Kata ibuku, waktu aku kecil, aku lahir pada hari sabtu pagi. Warna kulitku hitam kemerahan. Aku sama seperti anak yang lain, suka menangis dan menangis. Hanya menangislah yang aku tau. Sedikit mengkhawatirkan ibuku, tentu membuatnya gelisah. Hingga pada suatu hari aku menangis begitu keras. Suara tangisku terdengar ke rumah tetanga. Aku ditimang, aku dielus, kepalaku disapu-sapu dengan tangan ibuku.
Tetapi aku tetap menangis, semakin menjadi-jadi. Ibuku heran, tidak pernahnya aku menangis sedemikian kerasnya. Ia tempelkan tangannya pada keningku, tak ia rasakan badanku panas. Hampir ia melarikanku ke rumah sakit terdekat. Akhirnya datangalah tetangga ibuku itu, dia istri dari abang ayahku. Dia Mak Ngah-ku, katanya pada ibuku, "Coba periksa sarung tangannya." Dan benar sarung tangan karet yang berwarna merah yang aku kenakan telah mengikat ketat tangan bulatku yang tambun. Sarung tangan itu adalah milik abangku dulunya. Mungkin waktu kecilnya dia lebih kurus dibandingkan aku. Ibuku segera membuka sarung tangan yang aku kenakan. Aku menangis, ibuku pun ikut menangis. Ibu melihat kulit tanganku yang dililiti karet sarung tanganku itu hampir tembus ke tulang. Itulah yang membuatku menangis sampai berjam-jam, hingga aku pun lelah dan tertidur.
Sarung tangan itulah yang membekas di pergelangan tanganku hingga hari ini. Kedua tanganku seperti ada sebuah karet yang tertanam di dalam kulitku. Hingga saat ini aku sudah besar, sudah berusia dua puluh tiga tahun, masih ada bekasnya. Ketika ibu mengunjungiku di pesantren Darul Amin atau ketika aku libur dan pulang kampung, aku mengenakan baju lengan pendek, saat aku menyalami ayah dan ibuku, ibuku melihat bekas itu dan teringat masa kecilku. Tak jarang ia menceritakannya padaku. Padahal rasa sakitnya aku sudah lama tidak mengingatnya.
Pada usiaku yang ke enam tahun kurang dua bulan, aku didaftarkan ibu masuk Sekolah Dasar Negeri Salim Pinim.. Sebab anak tentangga seumuranku juga didaftarkan ibunya, hingga ibuku pun ikutan menyekolahkanku.

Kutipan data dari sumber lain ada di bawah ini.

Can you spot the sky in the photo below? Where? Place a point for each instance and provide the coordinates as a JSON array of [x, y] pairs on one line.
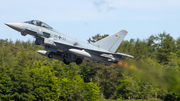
[[83, 19]]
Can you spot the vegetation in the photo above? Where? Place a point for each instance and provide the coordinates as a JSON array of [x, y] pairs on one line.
[[152, 75]]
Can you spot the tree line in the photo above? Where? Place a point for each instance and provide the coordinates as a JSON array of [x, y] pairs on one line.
[[152, 74]]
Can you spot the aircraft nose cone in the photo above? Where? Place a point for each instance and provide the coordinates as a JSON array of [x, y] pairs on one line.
[[15, 26]]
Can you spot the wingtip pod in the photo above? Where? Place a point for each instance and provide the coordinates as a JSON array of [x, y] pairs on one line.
[[123, 31]]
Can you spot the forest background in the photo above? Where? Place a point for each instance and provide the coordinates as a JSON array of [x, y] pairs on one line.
[[153, 74]]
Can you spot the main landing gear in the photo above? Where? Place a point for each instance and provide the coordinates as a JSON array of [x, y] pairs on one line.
[[78, 61]]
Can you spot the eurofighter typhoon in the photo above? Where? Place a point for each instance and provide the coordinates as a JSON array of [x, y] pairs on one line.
[[63, 48]]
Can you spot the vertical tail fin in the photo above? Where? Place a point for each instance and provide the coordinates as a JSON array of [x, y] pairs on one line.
[[112, 42]]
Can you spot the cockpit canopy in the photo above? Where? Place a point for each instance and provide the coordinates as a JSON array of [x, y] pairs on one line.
[[38, 23]]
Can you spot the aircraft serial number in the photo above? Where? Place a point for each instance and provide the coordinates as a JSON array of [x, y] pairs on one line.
[[60, 37]]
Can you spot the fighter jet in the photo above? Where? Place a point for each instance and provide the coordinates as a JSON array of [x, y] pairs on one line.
[[64, 48]]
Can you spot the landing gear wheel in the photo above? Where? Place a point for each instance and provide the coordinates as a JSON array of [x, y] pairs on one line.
[[66, 62], [50, 55], [78, 61]]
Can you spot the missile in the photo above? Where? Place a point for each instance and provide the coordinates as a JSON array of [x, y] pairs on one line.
[[53, 55]]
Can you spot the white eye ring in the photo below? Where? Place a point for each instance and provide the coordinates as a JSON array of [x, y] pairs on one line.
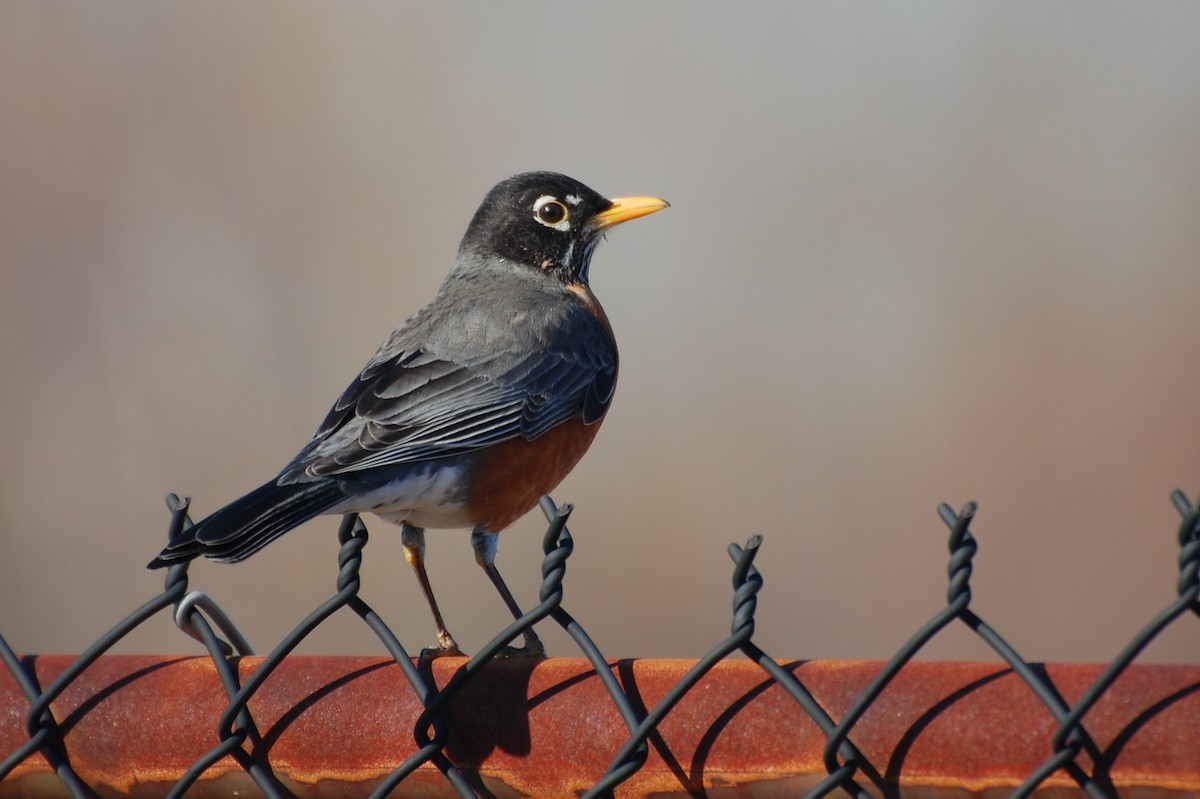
[[551, 211]]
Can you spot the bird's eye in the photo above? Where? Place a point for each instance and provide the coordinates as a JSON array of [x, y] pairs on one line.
[[551, 212]]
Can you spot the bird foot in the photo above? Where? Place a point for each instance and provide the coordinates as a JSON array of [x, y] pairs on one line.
[[447, 648], [532, 649]]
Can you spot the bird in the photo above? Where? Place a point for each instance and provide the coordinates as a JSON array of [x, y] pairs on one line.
[[474, 408]]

“Berapa usianya?” tanya guru sekolah pada ibuku.
“Enam tahun kurang dua bulan, Bapak Guru.”
“Tanggal dan tahun lahirnya?”
“Aku tidak ingat, pokoknya umurnya enam tahun kurang dua bulan, Pak Guru. Dia lahir di hari Sabtu pagi, Bapak Guru.”
Ibuku tidak pernah sekolah. Dia tidak pernah mengenakan seragam putih-merah. Dia tidak kenal huruf abjad. Waktu kecilnya dialah yang menjaga adik-adiknya. Ayah dan ibunya bekerja di sawah. Ibuku di rumahnya saja, tidak pernah pergi ke sekolah. Selain nasib miskin kedua orang tuanya, dia jugalah dipilih menjaga adik-adiknya yang masih kecil. Sementara abangnya? Pergi sekolah. Sekarang ketika aku besar, aku sangat sedih mendapati ibuku yang tidak tahu membaca.